'The idea is not to get in a fight with CMS'

Thursday, September 15, 2011

WASHINGTON - A new name popped onto the competitive bidding radar screen during CMS's Open Door Forum last month.

That's when Drew Saelens of Applied Policy asked agency officials when they would be announcing Round 2 information. What's Applied Policy? Saelens' boss, CEO Jim Scott, spoke with HME News about the company's interest in competitive bidding and why it believes the industry needs to play nice with CMS if it wants to get the program revised.

HME News: What does your firm do?

Jim Scott: We do health policy and reimbursement consulting. We mostly work on helping other associations, nonprofits and suppliers navigate CMS and stay on top of health reform information with a bias toward action--not just that these things are happening but what can you do to distinguish yourselves from the competition? We act to some extent as a translator and we really try to get behind the reasons why CMS is doing something. I think that once you get behind those reasons and figure out what CMS's motivation is, you can start to address those issues and provide constructive input.

HME: Why is your firm interested in competitive bidding?

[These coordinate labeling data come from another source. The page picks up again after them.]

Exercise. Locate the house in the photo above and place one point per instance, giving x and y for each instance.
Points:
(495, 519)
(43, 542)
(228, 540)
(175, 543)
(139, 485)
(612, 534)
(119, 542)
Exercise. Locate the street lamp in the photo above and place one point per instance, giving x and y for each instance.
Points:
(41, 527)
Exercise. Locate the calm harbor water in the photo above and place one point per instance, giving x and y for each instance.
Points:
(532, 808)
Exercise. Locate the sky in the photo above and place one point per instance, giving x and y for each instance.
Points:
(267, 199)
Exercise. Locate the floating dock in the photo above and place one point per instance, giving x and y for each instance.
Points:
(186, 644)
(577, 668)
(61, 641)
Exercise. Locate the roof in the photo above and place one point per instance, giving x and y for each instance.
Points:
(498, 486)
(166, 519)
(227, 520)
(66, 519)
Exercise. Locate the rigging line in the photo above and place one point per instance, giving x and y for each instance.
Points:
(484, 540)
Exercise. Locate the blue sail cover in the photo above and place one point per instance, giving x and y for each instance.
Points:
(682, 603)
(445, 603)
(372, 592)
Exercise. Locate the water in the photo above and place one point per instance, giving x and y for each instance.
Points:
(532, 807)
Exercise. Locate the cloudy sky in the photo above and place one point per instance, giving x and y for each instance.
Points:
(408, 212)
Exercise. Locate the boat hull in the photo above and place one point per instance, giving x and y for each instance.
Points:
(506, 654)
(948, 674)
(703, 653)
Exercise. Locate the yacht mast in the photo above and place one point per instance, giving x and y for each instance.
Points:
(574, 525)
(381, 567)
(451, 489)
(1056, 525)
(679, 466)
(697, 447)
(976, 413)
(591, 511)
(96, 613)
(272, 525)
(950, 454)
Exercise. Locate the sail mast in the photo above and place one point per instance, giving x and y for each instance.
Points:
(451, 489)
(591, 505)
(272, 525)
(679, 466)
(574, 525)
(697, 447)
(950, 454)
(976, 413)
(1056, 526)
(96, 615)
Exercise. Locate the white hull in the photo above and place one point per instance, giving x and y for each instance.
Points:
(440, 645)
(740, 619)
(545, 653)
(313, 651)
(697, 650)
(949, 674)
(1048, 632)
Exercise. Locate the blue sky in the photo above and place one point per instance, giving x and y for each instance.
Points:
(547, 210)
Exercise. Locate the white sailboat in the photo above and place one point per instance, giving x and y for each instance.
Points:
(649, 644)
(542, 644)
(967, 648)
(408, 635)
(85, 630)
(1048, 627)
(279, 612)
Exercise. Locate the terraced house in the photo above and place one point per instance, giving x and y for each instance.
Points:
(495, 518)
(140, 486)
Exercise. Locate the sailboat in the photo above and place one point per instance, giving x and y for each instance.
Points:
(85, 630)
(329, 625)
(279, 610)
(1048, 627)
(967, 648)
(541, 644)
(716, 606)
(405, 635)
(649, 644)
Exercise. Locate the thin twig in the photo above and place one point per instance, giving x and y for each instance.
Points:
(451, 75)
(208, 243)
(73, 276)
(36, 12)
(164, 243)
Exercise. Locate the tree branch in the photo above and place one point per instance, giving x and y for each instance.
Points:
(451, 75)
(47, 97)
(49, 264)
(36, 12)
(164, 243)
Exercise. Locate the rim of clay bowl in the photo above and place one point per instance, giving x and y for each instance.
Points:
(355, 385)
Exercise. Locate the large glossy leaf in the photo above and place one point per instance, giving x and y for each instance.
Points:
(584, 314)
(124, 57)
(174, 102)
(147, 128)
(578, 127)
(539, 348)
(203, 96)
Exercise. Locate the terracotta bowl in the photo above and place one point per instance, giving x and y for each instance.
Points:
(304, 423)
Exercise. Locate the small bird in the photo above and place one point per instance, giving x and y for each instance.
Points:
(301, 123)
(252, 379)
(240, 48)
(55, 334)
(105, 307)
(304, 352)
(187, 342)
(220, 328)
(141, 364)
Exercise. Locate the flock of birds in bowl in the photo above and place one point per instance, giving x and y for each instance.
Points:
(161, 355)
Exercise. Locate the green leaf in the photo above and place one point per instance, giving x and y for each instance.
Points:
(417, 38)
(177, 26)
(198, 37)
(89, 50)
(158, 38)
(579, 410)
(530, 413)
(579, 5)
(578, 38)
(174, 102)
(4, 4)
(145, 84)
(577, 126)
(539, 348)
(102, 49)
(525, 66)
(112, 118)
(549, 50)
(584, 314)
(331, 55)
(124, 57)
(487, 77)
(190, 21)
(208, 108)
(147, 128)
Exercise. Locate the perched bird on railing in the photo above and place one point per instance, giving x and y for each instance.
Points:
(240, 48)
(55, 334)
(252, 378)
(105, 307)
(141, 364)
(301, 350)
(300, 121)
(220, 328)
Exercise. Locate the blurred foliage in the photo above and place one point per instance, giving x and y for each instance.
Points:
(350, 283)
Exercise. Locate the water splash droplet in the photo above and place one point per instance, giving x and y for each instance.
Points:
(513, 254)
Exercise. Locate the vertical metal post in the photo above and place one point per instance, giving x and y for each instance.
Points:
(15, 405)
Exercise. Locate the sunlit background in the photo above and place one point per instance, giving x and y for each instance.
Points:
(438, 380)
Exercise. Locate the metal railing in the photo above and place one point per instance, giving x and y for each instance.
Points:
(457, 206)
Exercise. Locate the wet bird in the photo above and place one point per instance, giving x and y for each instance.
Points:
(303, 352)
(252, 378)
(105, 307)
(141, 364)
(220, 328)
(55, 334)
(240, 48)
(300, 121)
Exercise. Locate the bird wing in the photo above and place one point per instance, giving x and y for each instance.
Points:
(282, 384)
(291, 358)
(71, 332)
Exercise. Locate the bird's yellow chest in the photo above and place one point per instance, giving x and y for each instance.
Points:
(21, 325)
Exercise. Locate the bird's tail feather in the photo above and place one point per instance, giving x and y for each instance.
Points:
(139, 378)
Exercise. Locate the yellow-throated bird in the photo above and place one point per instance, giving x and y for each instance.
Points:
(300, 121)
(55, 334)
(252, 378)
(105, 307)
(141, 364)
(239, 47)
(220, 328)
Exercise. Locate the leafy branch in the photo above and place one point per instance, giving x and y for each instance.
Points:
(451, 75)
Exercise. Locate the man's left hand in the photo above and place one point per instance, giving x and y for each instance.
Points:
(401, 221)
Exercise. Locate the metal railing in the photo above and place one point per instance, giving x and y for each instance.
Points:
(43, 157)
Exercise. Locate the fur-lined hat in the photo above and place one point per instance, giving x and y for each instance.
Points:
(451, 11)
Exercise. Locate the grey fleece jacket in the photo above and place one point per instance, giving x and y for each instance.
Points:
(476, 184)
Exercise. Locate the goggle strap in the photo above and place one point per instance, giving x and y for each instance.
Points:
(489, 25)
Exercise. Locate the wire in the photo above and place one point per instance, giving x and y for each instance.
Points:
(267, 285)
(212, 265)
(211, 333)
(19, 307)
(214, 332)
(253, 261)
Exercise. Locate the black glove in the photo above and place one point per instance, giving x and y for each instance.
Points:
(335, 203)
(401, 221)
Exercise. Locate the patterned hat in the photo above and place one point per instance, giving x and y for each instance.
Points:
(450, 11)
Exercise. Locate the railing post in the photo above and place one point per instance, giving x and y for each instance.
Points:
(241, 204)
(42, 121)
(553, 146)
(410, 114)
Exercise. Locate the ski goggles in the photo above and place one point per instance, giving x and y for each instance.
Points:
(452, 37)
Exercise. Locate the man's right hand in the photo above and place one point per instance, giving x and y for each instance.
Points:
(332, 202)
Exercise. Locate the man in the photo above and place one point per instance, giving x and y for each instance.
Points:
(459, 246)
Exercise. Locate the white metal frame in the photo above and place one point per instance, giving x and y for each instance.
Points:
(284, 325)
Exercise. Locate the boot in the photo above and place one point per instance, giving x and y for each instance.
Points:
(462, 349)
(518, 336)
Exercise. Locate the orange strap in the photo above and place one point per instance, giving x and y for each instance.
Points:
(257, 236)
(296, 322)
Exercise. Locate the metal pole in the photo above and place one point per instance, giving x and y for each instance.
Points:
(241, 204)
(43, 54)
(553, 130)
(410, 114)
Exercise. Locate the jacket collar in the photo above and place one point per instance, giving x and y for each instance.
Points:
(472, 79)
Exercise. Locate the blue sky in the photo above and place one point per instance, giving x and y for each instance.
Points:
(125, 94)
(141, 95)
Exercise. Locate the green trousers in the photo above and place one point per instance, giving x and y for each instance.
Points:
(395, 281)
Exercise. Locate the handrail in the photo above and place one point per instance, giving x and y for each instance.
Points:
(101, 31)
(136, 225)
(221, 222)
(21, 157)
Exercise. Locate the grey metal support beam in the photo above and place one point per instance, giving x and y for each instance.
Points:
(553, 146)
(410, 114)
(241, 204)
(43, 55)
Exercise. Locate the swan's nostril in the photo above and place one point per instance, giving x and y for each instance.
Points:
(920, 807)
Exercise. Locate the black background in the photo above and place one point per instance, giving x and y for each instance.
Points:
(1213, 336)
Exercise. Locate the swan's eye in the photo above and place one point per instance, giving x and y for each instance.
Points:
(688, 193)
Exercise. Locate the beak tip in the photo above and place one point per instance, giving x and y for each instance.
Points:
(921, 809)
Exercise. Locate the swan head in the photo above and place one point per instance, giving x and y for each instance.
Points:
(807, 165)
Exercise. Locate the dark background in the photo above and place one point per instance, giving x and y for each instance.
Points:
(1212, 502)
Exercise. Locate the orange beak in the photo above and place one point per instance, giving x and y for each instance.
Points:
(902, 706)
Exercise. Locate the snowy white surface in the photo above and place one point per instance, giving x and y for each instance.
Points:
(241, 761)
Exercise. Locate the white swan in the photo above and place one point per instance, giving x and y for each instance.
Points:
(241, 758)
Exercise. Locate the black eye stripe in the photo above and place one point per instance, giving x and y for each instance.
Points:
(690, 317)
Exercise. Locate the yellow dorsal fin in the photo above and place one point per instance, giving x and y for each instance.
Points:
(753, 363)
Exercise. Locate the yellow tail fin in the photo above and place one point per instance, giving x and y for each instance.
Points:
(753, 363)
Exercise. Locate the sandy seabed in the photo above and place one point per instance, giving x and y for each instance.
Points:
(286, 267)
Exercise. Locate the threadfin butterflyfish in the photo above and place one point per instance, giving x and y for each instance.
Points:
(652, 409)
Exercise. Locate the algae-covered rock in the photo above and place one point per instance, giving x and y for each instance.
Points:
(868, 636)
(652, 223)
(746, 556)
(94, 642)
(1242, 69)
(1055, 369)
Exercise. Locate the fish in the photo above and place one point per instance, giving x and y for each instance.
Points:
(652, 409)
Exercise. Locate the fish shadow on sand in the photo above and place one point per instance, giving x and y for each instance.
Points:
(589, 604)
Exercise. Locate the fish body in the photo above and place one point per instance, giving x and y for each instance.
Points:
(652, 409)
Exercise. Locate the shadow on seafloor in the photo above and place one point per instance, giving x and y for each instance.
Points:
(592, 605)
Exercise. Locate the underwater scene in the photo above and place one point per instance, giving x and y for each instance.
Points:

Scott: We represent some suppliers in the DME space. And there's sort of a theme for Medicare to acquire the items and services at the best price for their beneficiaries. 

HME: What do you think of competitive bidding?

Scott: To some extent I think CMS is trying to do the best job that it can. I think that there are some statutory constraints. But it would really be wonderful if there was a more constant stream (of information.) There was the Program Advisory Oversight Committee last April and then it was pretty much silent as these suppliers are trying to plan, and for lots of them, it's whether or not they can stay in business.

HME: What do you think the industry's strategy should be regarding competitive bidding?

Scott: I think the opportunity for suppliers is to work though their associations and work together. The more they can work together, the more influence they'll have if they can achieve consensus about what direction the policy should take. I think that there's opportunity to work together to find a win-win solution. The idea is not to get in a fight with CMS--in general, we've found that when you have a good point, CMS isn't resistant to considering it. So it's just a matter of presenting it in a way that doesn't start off as confrontational.